He tells them to bring both in Matthew just as Matthew states/implies.
And now to you, firstly, you have admitted my understanding of Mat 21:7:
But you say that Matthew is in error because of your understanding of Zec 9:9, (which I have highlighted with bold red in the second quote from above herein, "The writers of Matthew, mostly likely the Apostle Matthew’s students, wrote the version with two animals", "The writers misread Zech 9.9 and revised the story to match the prophecy. They made an error, and we still have the error in the text"). However you have not proven that Matthew is in error just because he notes that it was actually two donkeys that were brought, (which I have now explained in my commentary at the end of the post immediately above).

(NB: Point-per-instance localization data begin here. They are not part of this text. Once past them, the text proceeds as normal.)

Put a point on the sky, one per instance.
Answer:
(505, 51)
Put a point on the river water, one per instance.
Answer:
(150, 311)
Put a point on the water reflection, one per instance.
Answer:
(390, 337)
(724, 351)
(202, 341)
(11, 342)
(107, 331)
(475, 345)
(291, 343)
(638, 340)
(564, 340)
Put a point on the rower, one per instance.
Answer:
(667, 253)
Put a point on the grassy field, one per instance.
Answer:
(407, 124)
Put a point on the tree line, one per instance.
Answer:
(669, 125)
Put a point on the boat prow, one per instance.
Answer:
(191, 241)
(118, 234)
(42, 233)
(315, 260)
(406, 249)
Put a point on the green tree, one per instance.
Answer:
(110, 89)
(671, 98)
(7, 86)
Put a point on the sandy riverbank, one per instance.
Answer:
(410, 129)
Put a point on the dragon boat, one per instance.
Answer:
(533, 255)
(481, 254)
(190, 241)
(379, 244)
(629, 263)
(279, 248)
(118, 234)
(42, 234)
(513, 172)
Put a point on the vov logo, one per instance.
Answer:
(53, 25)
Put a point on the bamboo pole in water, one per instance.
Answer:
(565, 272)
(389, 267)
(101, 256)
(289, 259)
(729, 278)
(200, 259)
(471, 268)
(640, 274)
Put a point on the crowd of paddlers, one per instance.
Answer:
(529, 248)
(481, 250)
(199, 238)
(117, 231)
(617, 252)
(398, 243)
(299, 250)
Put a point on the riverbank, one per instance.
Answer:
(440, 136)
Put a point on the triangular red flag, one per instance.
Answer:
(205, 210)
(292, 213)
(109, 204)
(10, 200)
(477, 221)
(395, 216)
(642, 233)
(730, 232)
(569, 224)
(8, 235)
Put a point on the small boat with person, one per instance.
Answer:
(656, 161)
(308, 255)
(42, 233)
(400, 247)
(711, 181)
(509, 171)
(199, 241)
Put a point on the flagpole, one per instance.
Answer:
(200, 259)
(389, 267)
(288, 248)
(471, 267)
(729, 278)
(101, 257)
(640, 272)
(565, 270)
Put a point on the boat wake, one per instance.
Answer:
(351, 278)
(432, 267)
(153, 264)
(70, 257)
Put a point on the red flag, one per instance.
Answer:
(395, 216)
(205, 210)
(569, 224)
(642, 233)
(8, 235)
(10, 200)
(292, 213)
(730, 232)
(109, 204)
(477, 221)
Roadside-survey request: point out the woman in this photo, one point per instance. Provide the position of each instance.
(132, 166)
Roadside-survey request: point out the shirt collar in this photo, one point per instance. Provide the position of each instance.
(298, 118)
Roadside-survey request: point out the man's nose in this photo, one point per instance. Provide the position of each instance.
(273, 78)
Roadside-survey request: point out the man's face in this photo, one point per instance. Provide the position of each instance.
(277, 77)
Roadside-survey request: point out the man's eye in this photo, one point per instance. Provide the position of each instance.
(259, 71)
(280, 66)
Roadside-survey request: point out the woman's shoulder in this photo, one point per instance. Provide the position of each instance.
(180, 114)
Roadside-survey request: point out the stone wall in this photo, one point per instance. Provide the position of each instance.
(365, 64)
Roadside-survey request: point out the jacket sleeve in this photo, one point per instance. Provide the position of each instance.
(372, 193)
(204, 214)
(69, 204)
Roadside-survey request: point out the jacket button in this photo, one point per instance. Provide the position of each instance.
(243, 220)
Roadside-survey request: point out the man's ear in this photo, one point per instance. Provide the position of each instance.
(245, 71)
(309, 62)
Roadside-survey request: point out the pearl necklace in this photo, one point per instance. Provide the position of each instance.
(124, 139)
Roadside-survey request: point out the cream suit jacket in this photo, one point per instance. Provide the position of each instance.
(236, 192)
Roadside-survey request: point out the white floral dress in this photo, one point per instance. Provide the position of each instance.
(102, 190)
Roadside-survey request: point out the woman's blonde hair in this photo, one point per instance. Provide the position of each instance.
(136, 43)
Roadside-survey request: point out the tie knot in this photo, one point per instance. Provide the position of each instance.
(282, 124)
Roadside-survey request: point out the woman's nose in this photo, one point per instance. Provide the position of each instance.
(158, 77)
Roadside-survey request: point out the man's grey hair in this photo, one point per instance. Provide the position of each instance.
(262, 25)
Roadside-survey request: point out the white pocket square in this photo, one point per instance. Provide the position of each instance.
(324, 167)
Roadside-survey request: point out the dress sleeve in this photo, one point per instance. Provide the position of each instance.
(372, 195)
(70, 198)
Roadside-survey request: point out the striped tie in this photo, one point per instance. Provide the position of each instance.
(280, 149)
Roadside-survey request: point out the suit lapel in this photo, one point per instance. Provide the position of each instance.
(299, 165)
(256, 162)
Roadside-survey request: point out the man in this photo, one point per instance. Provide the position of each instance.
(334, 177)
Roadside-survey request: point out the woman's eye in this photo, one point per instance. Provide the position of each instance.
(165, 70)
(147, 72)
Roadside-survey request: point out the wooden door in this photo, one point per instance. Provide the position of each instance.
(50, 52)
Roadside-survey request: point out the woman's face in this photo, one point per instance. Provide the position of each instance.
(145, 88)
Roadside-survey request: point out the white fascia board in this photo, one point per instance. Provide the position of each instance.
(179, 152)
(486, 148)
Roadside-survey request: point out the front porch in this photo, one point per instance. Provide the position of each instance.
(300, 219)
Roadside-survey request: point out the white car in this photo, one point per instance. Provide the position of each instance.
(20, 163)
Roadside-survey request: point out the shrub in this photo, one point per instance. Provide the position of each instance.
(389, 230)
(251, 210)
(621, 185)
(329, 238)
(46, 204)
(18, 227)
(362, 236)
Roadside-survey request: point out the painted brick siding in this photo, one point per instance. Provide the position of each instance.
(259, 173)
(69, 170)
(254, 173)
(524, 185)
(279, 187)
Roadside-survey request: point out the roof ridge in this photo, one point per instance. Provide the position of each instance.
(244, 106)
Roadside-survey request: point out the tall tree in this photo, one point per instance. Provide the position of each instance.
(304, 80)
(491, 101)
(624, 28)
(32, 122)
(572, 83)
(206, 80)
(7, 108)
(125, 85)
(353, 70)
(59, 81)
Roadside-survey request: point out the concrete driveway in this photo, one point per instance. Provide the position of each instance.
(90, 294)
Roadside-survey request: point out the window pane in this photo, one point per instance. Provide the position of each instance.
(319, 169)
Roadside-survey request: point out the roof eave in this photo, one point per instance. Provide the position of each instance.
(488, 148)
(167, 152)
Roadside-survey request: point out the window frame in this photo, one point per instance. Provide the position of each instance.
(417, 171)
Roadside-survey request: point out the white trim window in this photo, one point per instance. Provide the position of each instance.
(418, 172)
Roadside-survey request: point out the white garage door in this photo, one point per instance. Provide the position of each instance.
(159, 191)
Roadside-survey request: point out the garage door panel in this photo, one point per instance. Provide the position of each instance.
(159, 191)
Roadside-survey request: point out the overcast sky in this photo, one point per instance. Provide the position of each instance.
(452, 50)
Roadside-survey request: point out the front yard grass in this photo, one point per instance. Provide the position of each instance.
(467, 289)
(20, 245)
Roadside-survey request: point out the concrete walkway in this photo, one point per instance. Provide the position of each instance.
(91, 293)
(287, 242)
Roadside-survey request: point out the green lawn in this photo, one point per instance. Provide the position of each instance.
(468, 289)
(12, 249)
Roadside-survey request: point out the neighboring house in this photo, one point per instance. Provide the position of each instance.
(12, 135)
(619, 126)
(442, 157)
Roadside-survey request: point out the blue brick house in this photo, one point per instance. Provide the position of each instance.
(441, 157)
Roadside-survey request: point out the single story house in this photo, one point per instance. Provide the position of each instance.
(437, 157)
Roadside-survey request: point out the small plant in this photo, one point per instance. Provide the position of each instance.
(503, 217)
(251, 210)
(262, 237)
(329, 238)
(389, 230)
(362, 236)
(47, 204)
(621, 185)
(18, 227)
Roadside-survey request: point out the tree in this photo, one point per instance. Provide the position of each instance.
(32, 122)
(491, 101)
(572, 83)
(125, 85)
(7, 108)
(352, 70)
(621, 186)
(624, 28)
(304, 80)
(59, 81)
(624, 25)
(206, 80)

Moreover you have made your position clear in the following posts:
It is agreed that the Master only sat upon one donkey, that is, the colt or foal, the son of the mother she-donkey: but again that does not prove anything because Matthew is expounding that the mother of the colt was either along side it or walking in front of it. The Matthew text does not mean that the Master rode upon both of them, and no one says that he did in any of the other texts: therefore they all agree that the Master rode upon the colt, but the other accounts simply do not mention the mother she-donkey being present. You have not proven anything: just because they did not mention the fact that the mother donkey was present does not mean it is not true. Neither does it discount or contradict what Matthew says.
Definitive version or not, Matthew does not contradict it but rather supplements the fact that the mother donkey was brought along side the colt: that fact is logically acceptable because the colt had never been ridden. If you cannot see it now I will try to come back to the translation from this author, whom you yourself chose to quote, and I will use his translation, (your very own choice, unless you have another), and with the Matthew passage and the other passages it can be shown that they do not contradict. The truth appears to be that Matthew simply expounded on the passage, and you have taken issue with that because you cannot imagine that the mother donkey would need to be present, even if merely for the fact that the young colt had never been sat upon or ridden by anyone. You do not take a young donkey colt or foal away from its mother, saddle it with garments, and then try to ride it for the first time in its life, (since you want to see all these things as natural and physical). It is you who have not thought this through:
1) she-donkey - "accustomed to the yoke" - Jerusalem (mother-covenant)
2) colt or foal - "son of the she-donkey" - "son of Zion" (Lam 4:2, 7) - the Groom
So the Master rides upon the colt, the son of the she-donkey, and the she-donkey represents the mother-covenant, which walks along either in front of the colt or beside it as they enter into Jerusalem. The colt, (upon which no man ever sat), represents the Groom, the son of Zion, (Lam 4:2, and her Nazarites are purer than snow, Lam 4:7), and that implies that the colt itself represents the Messiah, the Groom, the King, (Zec 9:9), coming to meet his bride, (the daughter of Zion), with his mother-covenant, (the she-donkey), walking along in front or beside. It is a perfect allegory-analogy for the covenants when you take into account all of the other things that have been posted herein, (especially the statements from the Last Supper).